Frances Leblanc is the Chair of the New Brunswick Coalition for Pay Equity, which has been following the development of the CUPW case. “We are thrilled about this victory,” she said. Leblanc explained that uncovered and unwanted biases affect the value of female-dominated work, making it essential that pro-active pay equity legislation exists both at the federal and the provincial level. “Pro-active legislation means that all employers would have the obligation to evaluate female-dominated jobs and compare them with male-dominated ones in order to ensure equal pay for work of equal value.”
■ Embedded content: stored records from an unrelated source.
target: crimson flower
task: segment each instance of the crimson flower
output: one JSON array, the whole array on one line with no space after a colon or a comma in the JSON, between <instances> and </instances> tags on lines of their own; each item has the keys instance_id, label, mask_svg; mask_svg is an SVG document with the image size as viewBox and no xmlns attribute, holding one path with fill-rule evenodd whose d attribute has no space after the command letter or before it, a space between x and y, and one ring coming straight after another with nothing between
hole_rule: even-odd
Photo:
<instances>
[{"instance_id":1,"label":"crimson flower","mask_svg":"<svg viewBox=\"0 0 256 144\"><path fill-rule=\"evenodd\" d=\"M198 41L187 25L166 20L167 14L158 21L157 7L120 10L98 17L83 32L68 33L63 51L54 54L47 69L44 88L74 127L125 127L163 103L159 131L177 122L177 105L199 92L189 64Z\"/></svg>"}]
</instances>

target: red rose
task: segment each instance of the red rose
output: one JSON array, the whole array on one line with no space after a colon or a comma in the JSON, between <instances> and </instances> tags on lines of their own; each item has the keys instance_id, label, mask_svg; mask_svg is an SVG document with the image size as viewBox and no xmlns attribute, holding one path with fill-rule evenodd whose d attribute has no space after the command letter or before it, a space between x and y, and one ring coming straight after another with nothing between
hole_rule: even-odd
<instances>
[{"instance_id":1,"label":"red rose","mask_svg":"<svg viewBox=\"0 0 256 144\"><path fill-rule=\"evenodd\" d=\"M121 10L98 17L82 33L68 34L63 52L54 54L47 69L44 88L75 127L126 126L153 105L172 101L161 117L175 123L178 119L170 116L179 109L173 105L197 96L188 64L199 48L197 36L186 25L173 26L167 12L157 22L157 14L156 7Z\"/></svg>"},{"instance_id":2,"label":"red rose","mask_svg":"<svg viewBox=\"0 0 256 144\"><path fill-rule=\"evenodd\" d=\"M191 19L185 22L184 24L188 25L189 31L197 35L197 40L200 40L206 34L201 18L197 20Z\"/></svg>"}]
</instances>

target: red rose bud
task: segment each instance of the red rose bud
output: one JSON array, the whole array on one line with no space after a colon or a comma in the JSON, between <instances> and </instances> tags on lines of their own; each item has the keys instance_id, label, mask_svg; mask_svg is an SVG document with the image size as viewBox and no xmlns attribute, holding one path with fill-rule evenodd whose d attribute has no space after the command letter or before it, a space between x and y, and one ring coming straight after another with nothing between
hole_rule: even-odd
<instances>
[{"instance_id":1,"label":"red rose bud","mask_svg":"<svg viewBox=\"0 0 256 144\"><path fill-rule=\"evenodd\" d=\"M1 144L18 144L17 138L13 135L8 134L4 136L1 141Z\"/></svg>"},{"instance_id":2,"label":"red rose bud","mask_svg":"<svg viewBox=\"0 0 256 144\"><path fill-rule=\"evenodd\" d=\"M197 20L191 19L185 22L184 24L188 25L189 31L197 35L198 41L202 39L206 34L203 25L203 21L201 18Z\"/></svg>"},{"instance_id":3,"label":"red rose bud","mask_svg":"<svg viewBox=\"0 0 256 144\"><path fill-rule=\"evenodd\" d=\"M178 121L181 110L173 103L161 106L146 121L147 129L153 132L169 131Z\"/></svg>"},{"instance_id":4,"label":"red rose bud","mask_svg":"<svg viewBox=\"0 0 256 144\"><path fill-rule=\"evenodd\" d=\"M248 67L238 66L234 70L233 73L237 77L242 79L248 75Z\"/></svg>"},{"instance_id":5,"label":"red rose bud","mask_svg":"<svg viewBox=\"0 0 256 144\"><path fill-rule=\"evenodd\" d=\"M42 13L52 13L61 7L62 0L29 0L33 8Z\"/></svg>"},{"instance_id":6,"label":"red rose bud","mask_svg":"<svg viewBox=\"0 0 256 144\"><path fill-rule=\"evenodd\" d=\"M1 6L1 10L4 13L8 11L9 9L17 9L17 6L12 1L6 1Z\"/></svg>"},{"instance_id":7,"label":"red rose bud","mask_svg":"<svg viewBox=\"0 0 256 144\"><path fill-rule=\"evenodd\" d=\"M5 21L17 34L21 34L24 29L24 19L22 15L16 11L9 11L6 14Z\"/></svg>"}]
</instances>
Currently, pay equity at the federal level is legislated through the Canadian Human Rights Act, which requires someone or a group to make a complaint before an investigation is launched. In contrast, as directed by their members, CUPW pro-actively negotiated pay equity at the bargaining table. At the same time, the federal government has promised to introduce pro-active pay equity legislation by the end of 2018. This will require all federally-regulated employers to compare the value and wages of female-dominated jobs and male-dominated jobs in their own workplace.
Federally regulated employers are mostly in the sectors of telecommunications, banks, interprovincial transportation, federal government and federal Crown Corporations. All other employers fall under provincial jurisdiction. In New Brunswick, the 2009 Pay Equity Act covers only public sector workers employed by the provincial government, the school and hospital systems and provincial Crown Corporations.
The NB Coalition for Pay Equity is asking for the Act to be extended to the private sector. “This is an exciting time,” said Leblanc. “Provincially, in advance of the fall election, we are looking for support from all political parties to implement pay equity legislation for the private sector before 2020.”
Susan O’Donnell is a member of the editorial board of the NB Media Co-op.